The Economist va cependant plus loin : puisque Hollande a, au travers du PS, tous les leviers du pays, il pourrait en profiter pour lancer de vraies réformes structurelles. Mais l’hebdomadaire ne peut s’empêcher de noter ce que je remarque régulièrement : l’optimisme de façade du président masque mal sa faible motivation devant la tâche à accomplir, et son aussi faible crédibilité. Après tout, les entreprises savent à quoi s’en tenir sur le plan fiscal, et ce n’est pas joli joli. Le constat de cette absence de prise de conscience et du problème à bras-le-corps est d’ailleurs résumé dans cette phrase cruelle mais juste :
« European governments that have undertaken big reforms have done so because there was a deep sense of crisis, because voters believed there was no alternative and because political leaders had the conviction that change was unavoidable. None of this describes Mr Hollande or France. »

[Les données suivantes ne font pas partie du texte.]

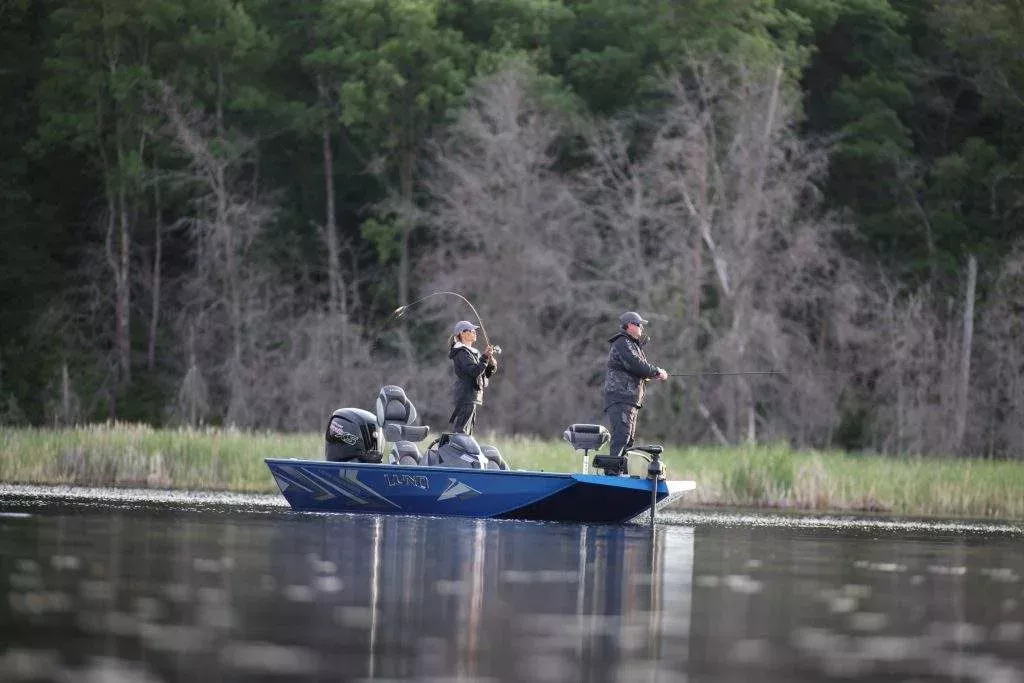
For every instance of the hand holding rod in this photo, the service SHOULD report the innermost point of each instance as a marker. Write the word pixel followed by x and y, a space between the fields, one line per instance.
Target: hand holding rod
pixel 400 310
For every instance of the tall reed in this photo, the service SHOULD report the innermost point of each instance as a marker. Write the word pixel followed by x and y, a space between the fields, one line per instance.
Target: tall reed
pixel 767 475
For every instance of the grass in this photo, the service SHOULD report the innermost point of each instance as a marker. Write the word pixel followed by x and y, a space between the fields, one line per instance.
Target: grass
pixel 743 476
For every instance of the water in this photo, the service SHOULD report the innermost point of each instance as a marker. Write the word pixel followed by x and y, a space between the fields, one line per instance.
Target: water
pixel 132 587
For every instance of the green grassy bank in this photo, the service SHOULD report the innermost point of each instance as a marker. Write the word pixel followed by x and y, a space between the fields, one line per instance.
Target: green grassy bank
pixel 747 476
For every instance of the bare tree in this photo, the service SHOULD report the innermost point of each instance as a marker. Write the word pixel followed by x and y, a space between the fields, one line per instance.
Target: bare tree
pixel 715 227
pixel 223 299
pixel 998 389
pixel 511 238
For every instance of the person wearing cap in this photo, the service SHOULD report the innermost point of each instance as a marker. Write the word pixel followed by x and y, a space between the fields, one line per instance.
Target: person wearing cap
pixel 628 373
pixel 472 371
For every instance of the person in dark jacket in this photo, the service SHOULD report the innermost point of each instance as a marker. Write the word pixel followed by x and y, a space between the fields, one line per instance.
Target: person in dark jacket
pixel 472 371
pixel 629 371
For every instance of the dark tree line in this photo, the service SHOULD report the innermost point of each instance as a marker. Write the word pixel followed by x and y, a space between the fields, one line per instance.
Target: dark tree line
pixel 208 210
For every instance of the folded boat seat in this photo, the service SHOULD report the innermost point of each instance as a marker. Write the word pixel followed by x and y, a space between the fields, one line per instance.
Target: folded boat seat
pixel 397 417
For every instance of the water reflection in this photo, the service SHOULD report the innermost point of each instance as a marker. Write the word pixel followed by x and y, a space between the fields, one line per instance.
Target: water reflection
pixel 170 597
pixel 162 595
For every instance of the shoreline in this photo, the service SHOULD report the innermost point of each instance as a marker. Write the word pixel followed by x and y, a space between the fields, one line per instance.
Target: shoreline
pixel 764 477
pixel 25 497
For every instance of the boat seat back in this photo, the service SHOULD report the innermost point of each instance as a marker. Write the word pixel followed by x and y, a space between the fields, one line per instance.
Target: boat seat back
pixel 397 417
pixel 587 437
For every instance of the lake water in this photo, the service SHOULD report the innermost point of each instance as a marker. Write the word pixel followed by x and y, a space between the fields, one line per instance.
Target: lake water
pixel 168 587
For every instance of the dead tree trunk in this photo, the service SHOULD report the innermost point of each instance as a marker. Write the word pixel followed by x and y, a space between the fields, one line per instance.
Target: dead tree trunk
pixel 965 374
pixel 158 248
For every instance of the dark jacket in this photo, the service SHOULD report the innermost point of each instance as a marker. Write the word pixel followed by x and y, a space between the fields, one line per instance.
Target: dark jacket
pixel 471 373
pixel 628 368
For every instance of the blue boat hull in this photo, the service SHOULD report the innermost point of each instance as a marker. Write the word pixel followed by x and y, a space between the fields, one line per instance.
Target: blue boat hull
pixel 328 486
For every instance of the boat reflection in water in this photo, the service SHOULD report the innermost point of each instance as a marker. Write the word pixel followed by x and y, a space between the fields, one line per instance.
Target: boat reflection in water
pixel 428 597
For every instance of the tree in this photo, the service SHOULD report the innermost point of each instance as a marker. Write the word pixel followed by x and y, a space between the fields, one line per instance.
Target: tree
pixel 714 224
pixel 93 95
pixel 399 71
pixel 511 239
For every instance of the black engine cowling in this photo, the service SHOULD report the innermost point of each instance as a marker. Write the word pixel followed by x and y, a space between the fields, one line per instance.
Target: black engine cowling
pixel 352 434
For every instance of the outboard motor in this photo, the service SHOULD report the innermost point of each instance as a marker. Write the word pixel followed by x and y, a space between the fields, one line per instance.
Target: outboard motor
pixel 397 417
pixel 457 451
pixel 352 434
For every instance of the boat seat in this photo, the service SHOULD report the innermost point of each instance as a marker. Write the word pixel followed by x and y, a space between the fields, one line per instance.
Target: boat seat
pixel 587 437
pixel 397 417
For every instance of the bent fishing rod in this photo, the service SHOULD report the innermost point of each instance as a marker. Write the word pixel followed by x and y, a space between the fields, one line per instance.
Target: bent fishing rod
pixel 400 310
pixel 749 372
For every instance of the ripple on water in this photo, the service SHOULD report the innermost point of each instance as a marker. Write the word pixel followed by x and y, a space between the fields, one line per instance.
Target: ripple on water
pixel 263 657
pixel 849 522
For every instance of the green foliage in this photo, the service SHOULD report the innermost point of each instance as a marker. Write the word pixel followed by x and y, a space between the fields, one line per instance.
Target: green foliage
pixel 922 98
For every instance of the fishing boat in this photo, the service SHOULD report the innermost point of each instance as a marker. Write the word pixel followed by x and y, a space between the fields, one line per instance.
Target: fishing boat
pixel 458 476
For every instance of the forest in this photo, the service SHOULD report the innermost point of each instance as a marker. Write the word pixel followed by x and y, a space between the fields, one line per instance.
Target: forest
pixel 210 209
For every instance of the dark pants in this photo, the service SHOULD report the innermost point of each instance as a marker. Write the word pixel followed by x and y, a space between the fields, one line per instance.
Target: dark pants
pixel 463 419
pixel 623 421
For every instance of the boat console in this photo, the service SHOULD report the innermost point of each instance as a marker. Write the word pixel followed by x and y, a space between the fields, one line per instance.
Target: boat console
pixel 357 435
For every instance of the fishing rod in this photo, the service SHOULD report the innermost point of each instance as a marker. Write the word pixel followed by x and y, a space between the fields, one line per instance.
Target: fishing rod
pixel 751 372
pixel 400 310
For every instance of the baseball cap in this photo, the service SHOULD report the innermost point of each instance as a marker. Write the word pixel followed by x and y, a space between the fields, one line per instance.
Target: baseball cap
pixel 463 326
pixel 631 316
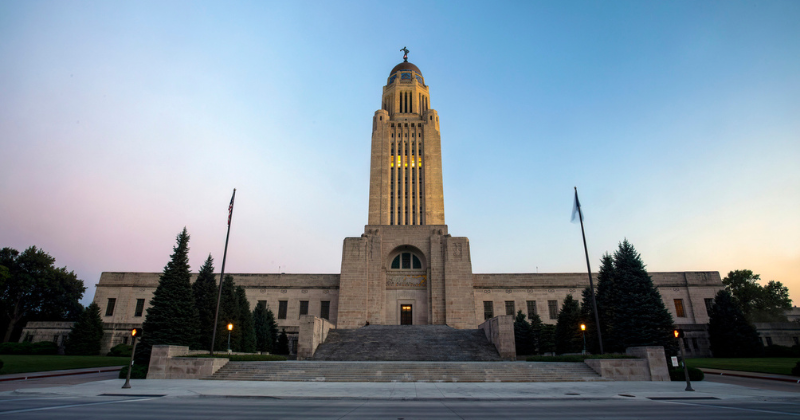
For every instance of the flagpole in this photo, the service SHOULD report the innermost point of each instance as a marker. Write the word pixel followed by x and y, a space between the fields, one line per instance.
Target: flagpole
pixel 589 268
pixel 222 273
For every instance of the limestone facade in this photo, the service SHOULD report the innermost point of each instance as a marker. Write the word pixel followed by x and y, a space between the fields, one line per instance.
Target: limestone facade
pixel 406 268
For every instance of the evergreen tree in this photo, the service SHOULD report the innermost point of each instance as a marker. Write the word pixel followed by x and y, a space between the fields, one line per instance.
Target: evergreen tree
pixel 547 338
pixel 587 318
pixel 205 299
pixel 86 334
pixel 730 333
pixel 228 314
pixel 261 327
pixel 639 315
pixel 248 333
pixel 606 299
pixel 283 343
pixel 523 335
pixel 568 331
pixel 172 316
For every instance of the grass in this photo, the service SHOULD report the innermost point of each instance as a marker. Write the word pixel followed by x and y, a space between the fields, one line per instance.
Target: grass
pixel 778 365
pixel 28 363
pixel 577 358
pixel 245 357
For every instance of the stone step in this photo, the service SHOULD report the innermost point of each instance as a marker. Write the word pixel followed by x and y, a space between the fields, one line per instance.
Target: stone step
pixel 406 343
pixel 407 372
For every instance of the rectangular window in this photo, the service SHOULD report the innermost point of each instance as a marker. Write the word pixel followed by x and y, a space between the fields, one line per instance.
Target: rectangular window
pixel 325 309
pixel 531 309
pixel 679 312
pixel 282 305
pixel 510 307
pixel 110 307
pixel 488 310
pixel 552 307
pixel 709 304
pixel 139 307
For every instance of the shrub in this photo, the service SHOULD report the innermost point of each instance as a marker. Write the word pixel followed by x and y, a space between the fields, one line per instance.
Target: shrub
pixel 694 374
pixel 16 348
pixel 796 369
pixel 120 350
pixel 44 347
pixel 138 372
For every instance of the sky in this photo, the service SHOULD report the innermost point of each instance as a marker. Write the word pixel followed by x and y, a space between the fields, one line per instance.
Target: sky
pixel 121 123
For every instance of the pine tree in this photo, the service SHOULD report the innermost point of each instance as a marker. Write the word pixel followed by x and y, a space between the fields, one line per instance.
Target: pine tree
pixel 283 343
pixel 86 334
pixel 639 315
pixel 172 316
pixel 730 333
pixel 228 314
pixel 248 333
pixel 606 299
pixel 568 332
pixel 205 292
pixel 523 335
pixel 261 328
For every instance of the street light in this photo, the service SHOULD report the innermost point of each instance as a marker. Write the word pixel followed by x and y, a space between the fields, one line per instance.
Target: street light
pixel 135 333
pixel 230 327
pixel 583 333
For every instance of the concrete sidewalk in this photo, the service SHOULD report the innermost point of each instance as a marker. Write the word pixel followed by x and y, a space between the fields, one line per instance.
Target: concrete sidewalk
pixel 406 390
pixel 55 373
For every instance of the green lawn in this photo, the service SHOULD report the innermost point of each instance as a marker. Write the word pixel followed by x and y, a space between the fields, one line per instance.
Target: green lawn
pixel 777 365
pixel 22 364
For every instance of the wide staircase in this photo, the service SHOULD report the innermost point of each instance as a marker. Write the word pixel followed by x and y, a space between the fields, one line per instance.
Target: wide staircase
pixel 420 353
pixel 407 372
pixel 431 343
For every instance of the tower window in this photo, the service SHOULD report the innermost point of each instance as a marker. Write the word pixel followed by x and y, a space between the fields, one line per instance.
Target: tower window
pixel 406 261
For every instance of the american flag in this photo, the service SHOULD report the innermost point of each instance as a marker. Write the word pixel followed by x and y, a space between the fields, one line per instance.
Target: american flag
pixel 230 207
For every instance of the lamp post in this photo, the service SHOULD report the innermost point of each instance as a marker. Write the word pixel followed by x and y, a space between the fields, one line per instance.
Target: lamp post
pixel 135 333
pixel 583 333
pixel 230 327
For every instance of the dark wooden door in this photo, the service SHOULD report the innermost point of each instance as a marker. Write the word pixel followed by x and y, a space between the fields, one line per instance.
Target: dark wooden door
pixel 406 315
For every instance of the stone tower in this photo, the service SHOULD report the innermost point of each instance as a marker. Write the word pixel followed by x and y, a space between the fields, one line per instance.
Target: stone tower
pixel 406 167
pixel 406 268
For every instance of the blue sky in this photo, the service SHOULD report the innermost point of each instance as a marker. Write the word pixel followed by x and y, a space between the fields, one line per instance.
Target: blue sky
pixel 123 122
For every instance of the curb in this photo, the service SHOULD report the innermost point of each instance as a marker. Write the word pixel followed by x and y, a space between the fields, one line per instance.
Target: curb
pixel 82 372
pixel 752 376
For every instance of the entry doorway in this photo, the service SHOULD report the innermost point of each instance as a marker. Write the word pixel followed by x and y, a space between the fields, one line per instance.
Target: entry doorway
pixel 406 315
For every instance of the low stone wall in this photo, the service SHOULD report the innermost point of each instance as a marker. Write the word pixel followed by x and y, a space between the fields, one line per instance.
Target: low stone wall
pixel 500 332
pixel 313 332
pixel 165 363
pixel 651 365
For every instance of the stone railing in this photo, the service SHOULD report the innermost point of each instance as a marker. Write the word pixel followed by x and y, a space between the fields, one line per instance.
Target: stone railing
pixel 651 365
pixel 313 332
pixel 500 332
pixel 166 363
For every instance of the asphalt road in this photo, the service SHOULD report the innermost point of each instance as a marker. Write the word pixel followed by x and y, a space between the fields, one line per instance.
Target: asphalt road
pixel 120 408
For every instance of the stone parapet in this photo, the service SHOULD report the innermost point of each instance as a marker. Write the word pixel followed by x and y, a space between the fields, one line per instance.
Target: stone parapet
pixel 165 363
pixel 313 332
pixel 500 332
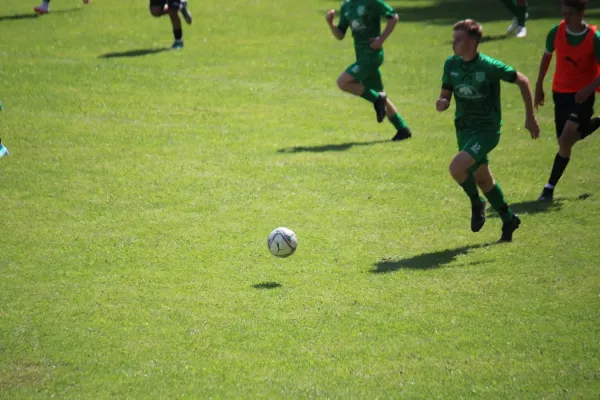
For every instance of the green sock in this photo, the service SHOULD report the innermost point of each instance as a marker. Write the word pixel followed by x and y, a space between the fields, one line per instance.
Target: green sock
pixel 496 198
pixel 370 95
pixel 470 188
pixel 398 121
pixel 512 7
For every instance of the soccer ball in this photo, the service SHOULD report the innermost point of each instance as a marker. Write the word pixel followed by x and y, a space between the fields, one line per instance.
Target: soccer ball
pixel 282 242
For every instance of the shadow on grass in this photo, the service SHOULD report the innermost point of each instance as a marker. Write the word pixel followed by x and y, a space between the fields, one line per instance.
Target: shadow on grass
pixel 17 17
pixel 267 285
pixel 536 206
pixel 426 260
pixel 329 147
pixel 447 12
pixel 134 53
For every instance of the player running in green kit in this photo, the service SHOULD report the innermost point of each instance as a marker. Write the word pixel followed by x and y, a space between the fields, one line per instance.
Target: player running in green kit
pixel 474 79
pixel 363 78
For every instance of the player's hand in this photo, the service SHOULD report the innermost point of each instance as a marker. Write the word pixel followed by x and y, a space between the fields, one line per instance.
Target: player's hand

« Les gouvernements européens qui ont entrepris des grandes réformes l’ont fait parce qu’existait un sentiment profond de crise, parce que les électeurs croyaient en l’absence d’alternative et parce que les politiciens avaient la conviction qu’un changement était inévitable. Rien de tout cela ne décrit M. Hollande ou la France. »
Eh oui : le seul changement fut celui du nom du chef de l’état, mais ni sa politique actuelle, flirtant amoureusement avec une rage taxatoire rarement vue dans ce pays, ni le fond jacobin et centralisateur de ses mesures interventionnistes ne changent par rapport aux précédents présidents. Ici, la critique de The Economist fait d’autant plus mal qu’elle tape juste lorsqu’il décrit le PS comme passéiste et hostile au capitalisme. L’hebdomadaire note aussi que le dernier politicien à avoir fait les frais de ses analyses, en juin 2011, était Berlusconi, jugé incapable de réforme du pays et … débarqué dans les six mois suivants.
Sa conclusion, parfaitement en ligne avec ce que j’écrivais il y a quelques jours, rappelle que si Hollande refuse encore de faire les réformes, la réalité économique, indéboulonnable, se rappellera à lui de façon brutale (et pas plus tard que l’année prochaine).
En définitive, si l’on passe sur une couverture provocante (mais habituelle), The Economist propose une vision lucide de la France et en dresse un état des lieux que le Président français aurait tout intérêt à considérer autrement que comme un simple persiflage d’un magazine de la perfide Albion, notre meilleure ennemie. Compte-tenu de l’accueil et de la capacité de prise de recul de nos dirigeants, tout ceci ne sera à l’évidence suivi d’aucun effet salvateur.